THE DIGITAL REPOSITORY FOR THE BLACK EXPERIENCE
"Be Obedient To Your Parents"
Beautician, beauty shop owner, painter, and sculptor Louisiana Hines was born on April 13, 1898, in Luverne, Alabama, to Callie and Ben Summerlin; both of her parents were born into slavery. Hines' father was a sharecropper, south of Montgomery, Alabama, in Crenshaw County, and her mother was a homemaker. Hines was the second of seven children who lived and worked on property where her family were sharecroppers.
Hines married the late Arthur Hines and moved to Avon Park, Florida. During the Great Migration of the 1930s and 1940s, the Hines family moved to Detroit, Michigan to seek better social and economic opportunities. Hines worked on airplanes as a riveter during World War II in 1946, before enrolling in Bee Dew Beauty College and receiving her beauty culture license in 1947. In 1948, Hines opened her own salon called L. Hines Beauty Shop in Detroit. Hines had a natural talent for clothing design and taught herself how to sew at an early age. She was an accomplished, self-trained seamstress, being able to make clothing without using patterns.
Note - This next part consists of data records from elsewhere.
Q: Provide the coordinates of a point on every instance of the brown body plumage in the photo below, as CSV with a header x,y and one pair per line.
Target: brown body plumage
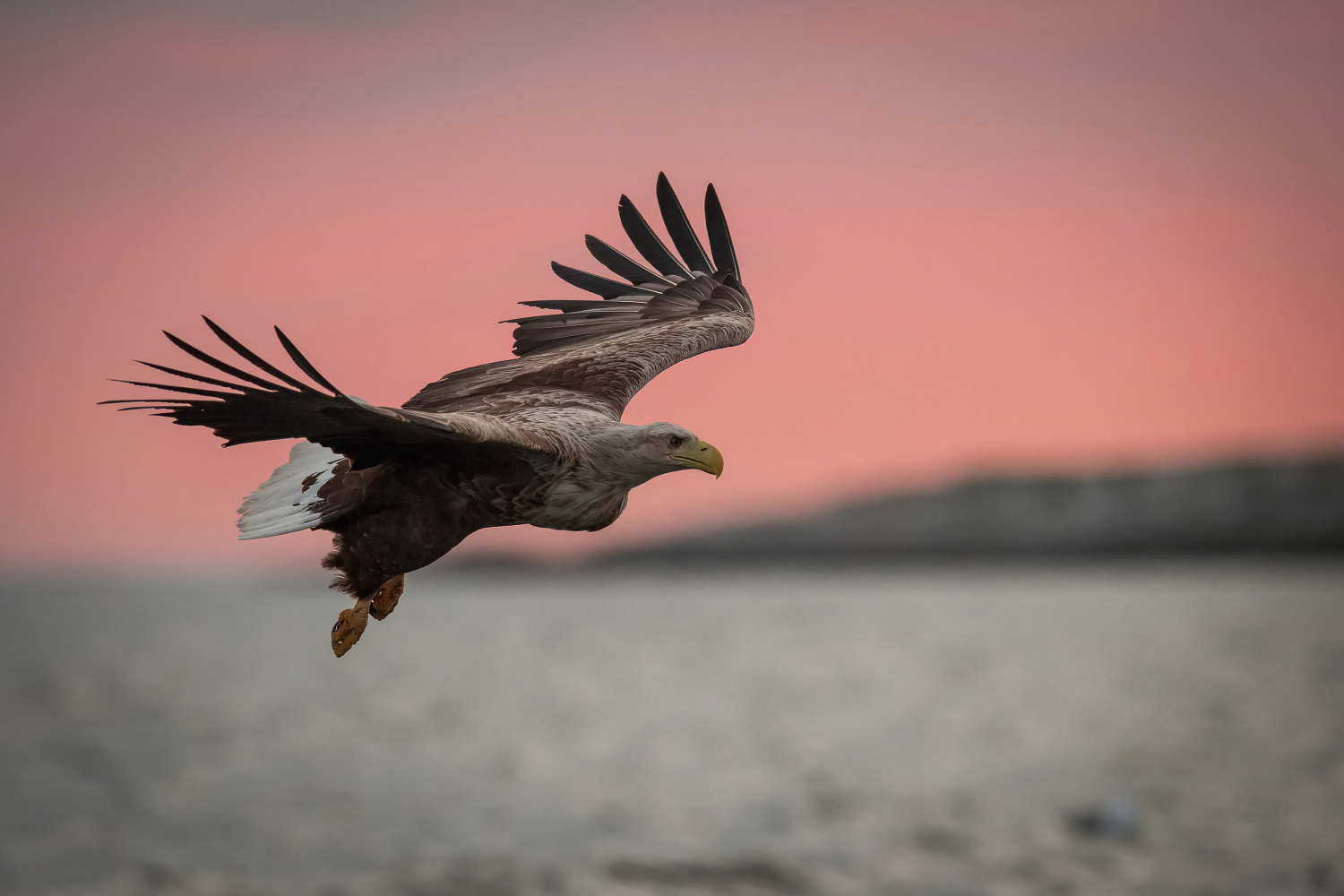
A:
x,y
534,440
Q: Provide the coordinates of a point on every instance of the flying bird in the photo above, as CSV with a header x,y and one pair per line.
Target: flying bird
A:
x,y
531,440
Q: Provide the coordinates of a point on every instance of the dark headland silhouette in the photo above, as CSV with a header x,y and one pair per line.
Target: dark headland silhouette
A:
x,y
1223,508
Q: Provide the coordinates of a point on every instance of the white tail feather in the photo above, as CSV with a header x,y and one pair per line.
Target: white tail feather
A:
x,y
287,501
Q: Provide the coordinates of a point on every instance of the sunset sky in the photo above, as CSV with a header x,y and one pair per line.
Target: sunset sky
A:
x,y
978,236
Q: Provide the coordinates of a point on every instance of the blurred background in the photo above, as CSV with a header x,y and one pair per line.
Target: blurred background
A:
x,y
1055,603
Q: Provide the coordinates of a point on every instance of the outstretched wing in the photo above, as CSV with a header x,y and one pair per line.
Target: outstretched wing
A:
x,y
254,409
597,354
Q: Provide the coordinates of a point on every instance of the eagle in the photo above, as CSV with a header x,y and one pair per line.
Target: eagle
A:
x,y
532,440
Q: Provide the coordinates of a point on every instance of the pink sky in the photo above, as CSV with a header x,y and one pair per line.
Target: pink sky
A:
x,y
978,234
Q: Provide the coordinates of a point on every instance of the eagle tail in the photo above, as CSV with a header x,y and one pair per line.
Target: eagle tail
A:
x,y
288,501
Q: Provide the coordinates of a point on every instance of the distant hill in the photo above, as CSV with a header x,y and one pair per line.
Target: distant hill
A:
x,y
1242,506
Hines also found ways to express her creativity through painting and wood carving.
At over 113 years old, Hines maintains memberships in numerous civic and social community service groups, including Amvets Auxiliary, the National Association for the Advancement of Colored People, the Order of the Eastern Star Prince Hall Affiliation and the Red Hat Society. Hines is one of two centenarians featured in two chapters of a book entitled "If I Live to be 100: Lessons from the Centenarians (2004)" by Neenah Ellis, which has been published in several languages. Hines resides in Detroit, where she is a member of Hartford Memorial Baptist Church and a member of the April Birth Month, All States Club, Hartford Women United and Mothers’ Board ministries.
Louisiana Hines was interviewed by The HistoryMakers on June 30, 2007.
Louisiana Hines passed away on February 1, 2013.